Brands such as The Collective, Fish Island, WeLive, Common, Ollie, Zoku and Roam were cited as leading players in the space.

Student housing is a strong market in the UK, more so than Europe, said Angwin, who emphasised that although there is an undersupply of 200,000 student bends in London alone, other markets, including Liverpool and Plymouth have oversupply. The potential for hostels was then discussed – Angwin pointed out that London has 2.8 hostel beds per 1,000 youth visitors compared with Berlin’s 11.2.

A panel of leaders then followed featuring Meininger’s Navneet Bali, Tom Walsh of Staycity, Sean Worker of BridgeStreet Global Hospitality and Guy Parsons of easyHotels.

Walsh began by placing the European market in contrast with other territories where serviced apartments/extended stay has a much higher penetration, including Australia, where 25 per cent of hotel stock is extended stay, and the US where it is seven per went, rising to 10 per cent in major cities. Walsh said Staycity was achieving close to 90 per cent occupancy across its estate despite being in the middle of a significant expansion programme.

Moving on to distribution, Sean Worker said the landscape is crowded but it’s not segmented. Talking about the bridgeStreet.com platform, he said: “Our approach has been to address the needs of 5,000 key corporate clients. We offer 12 verticals of curated supply, from five-star hotels, to serviced apartments, to hostels. We’re adding 3,000 units per month to what is essentially a boutique distribution platform, and expect to reach 350,000 units.” Worker highlighted that the commission fees for the BridgeStreet platform are 12 to 14 per cent, including credit card fees, so around 10 per cent net.

Walsh said that acting on customer feedback is essential to Staycity, and that the company is about to relaunch the interior design of its core brand, as well as opening the first Wilde aparthotel.

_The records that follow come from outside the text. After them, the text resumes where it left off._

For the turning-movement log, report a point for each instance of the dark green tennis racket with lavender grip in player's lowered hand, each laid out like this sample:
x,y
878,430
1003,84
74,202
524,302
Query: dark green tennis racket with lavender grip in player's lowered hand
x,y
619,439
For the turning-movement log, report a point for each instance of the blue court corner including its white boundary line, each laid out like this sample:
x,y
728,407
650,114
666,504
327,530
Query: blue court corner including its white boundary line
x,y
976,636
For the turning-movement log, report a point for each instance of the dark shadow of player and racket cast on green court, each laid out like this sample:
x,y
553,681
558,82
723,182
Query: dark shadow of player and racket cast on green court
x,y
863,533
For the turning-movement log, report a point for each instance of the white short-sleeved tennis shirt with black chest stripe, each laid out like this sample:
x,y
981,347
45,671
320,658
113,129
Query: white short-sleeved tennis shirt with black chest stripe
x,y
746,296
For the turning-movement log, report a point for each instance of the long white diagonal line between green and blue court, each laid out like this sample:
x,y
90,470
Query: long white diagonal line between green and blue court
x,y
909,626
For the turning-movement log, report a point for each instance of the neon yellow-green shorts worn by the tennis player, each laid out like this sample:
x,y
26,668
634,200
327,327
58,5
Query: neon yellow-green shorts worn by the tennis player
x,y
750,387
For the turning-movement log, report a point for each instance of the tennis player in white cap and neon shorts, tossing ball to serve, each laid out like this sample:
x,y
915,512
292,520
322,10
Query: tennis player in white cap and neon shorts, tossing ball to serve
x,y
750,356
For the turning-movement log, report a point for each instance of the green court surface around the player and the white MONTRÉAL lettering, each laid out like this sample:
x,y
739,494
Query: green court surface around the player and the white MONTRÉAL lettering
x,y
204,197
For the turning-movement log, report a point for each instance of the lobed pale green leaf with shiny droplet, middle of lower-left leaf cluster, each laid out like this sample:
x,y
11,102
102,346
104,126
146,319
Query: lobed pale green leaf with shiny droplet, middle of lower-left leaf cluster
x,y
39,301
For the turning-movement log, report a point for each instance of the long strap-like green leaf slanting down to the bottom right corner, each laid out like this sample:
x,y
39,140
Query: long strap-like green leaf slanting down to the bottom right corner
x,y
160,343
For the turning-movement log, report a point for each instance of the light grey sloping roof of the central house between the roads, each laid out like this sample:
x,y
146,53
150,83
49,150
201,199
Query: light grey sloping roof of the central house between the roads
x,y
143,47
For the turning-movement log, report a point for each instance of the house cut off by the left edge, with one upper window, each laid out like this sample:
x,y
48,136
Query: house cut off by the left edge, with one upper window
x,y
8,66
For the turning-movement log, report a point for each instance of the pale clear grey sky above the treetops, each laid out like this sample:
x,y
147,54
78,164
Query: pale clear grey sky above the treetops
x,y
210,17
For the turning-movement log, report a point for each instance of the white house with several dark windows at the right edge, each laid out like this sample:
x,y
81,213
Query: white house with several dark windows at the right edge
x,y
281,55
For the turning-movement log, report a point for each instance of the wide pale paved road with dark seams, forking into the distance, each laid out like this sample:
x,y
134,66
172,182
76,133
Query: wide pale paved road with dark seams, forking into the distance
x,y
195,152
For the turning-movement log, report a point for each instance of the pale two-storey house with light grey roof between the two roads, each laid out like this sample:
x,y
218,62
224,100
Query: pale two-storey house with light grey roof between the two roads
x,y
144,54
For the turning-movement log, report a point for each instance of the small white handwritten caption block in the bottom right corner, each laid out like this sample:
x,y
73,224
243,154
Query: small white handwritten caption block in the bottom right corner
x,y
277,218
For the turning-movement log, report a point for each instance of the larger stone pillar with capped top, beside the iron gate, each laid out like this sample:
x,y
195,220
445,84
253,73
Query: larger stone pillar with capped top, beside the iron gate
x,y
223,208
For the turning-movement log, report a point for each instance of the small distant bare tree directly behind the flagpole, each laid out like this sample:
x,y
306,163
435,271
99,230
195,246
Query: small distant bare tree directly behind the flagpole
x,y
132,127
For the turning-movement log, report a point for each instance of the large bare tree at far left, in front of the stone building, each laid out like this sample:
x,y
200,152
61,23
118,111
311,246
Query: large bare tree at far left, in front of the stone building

Bali was asked about the new Schulz brand, a project by the original founders of Meininger, which is opening in Berlin in May. Described as a “tribrid” as it features element of hotel, hostel and serviced apartment offering, Bali said he thinks the concept will work but that the apartment element was insisted upon by the Berlin planners, and that the creators would rather not include it.

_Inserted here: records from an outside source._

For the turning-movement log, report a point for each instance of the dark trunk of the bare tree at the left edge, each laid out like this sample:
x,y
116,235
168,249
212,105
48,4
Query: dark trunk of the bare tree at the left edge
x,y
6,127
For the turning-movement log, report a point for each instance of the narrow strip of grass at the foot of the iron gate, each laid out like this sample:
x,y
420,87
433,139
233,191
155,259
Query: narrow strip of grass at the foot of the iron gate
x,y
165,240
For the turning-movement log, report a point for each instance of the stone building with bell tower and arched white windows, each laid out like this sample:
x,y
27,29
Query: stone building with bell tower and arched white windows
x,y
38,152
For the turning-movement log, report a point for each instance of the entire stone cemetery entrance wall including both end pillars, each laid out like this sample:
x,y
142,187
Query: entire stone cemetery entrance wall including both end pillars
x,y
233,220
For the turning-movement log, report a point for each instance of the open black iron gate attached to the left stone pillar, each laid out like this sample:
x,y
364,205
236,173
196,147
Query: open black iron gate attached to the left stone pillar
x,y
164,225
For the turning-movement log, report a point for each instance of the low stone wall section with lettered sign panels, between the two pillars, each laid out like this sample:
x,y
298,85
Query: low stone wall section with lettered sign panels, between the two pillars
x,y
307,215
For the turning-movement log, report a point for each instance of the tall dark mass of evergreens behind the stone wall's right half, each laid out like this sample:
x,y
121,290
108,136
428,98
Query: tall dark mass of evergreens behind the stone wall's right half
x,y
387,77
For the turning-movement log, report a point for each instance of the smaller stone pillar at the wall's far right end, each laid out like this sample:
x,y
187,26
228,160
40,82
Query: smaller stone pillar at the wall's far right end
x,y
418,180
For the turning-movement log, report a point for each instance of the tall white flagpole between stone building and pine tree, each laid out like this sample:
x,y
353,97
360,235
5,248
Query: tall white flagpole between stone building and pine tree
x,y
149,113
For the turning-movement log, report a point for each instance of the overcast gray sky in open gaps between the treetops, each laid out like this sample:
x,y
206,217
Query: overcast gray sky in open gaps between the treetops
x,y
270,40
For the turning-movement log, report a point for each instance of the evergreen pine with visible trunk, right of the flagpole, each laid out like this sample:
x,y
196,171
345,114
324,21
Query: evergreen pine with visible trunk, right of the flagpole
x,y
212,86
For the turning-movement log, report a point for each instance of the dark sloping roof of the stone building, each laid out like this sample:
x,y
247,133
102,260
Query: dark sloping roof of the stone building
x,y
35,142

A battle of the brokers session featured three speakers putting the investment case for their respective areas of expertise – serviced apartments, care homes and student housing. Saxbury’s Ben Davis was the serviced apartment advocate, and after highlighting the attractiveness of the UK sector to overseas investors, his argument won the day when the audience was polled about where they would put their own money.

Event host Andrew Sangster interviewed Cheval Residences director George Westwell about the company’s business model and growth plans. Westwell said the value of Cheval’s London portfolio – all of which it owns – has increased by an average of 15 per cent year on year but that the company is keen to move in to managing other people’s assets too. “Moving in to management gives us the opportunity to grow the brand with relatively little risk and no capital investment. We can use our experience to advise developers at an early stage on how to plan an efficient fit-for-purpose building.”

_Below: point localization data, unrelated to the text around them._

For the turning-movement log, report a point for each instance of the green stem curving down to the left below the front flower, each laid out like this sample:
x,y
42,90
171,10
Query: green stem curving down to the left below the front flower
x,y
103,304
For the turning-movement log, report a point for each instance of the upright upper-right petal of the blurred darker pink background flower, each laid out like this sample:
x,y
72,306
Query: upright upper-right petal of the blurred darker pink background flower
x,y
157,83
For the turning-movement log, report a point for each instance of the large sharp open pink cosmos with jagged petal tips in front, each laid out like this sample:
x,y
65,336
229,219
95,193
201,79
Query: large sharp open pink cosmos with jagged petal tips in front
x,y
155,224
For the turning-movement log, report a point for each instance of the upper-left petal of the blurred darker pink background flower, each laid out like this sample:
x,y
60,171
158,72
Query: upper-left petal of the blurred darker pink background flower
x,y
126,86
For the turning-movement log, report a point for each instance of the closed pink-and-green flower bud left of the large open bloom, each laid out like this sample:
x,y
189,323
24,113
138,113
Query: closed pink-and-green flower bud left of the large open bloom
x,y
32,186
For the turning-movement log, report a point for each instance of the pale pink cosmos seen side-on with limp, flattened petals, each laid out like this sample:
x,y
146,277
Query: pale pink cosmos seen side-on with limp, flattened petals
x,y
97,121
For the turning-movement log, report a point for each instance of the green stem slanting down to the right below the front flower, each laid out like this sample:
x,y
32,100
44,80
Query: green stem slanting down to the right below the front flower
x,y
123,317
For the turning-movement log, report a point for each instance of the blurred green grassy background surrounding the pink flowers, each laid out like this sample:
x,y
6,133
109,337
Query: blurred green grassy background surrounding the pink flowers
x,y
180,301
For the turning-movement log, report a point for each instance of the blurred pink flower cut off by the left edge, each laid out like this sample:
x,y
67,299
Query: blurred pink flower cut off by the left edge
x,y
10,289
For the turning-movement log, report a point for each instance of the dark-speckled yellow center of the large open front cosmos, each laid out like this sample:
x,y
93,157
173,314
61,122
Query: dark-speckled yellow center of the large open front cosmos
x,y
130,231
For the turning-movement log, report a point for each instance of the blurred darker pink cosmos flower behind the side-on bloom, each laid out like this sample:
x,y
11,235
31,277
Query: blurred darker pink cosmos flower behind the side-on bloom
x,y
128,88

This move has resulted in Cheval changing its company structure to become an opco/propco by “delinking” the two sides of the business. It is also finalising brand standards for three sub-brands, one for its London serviced apartments, one for its longer (six to nine month stay) business and a third which will allow it to work with developers who offer smaller units than the company is currently operating in London.

Westwell also claimed that when measuring a serviced apartment company’s performance, “REVPAR is dead”, and that it needs to be replaced by comparing profit per square metre as well as costs of sales.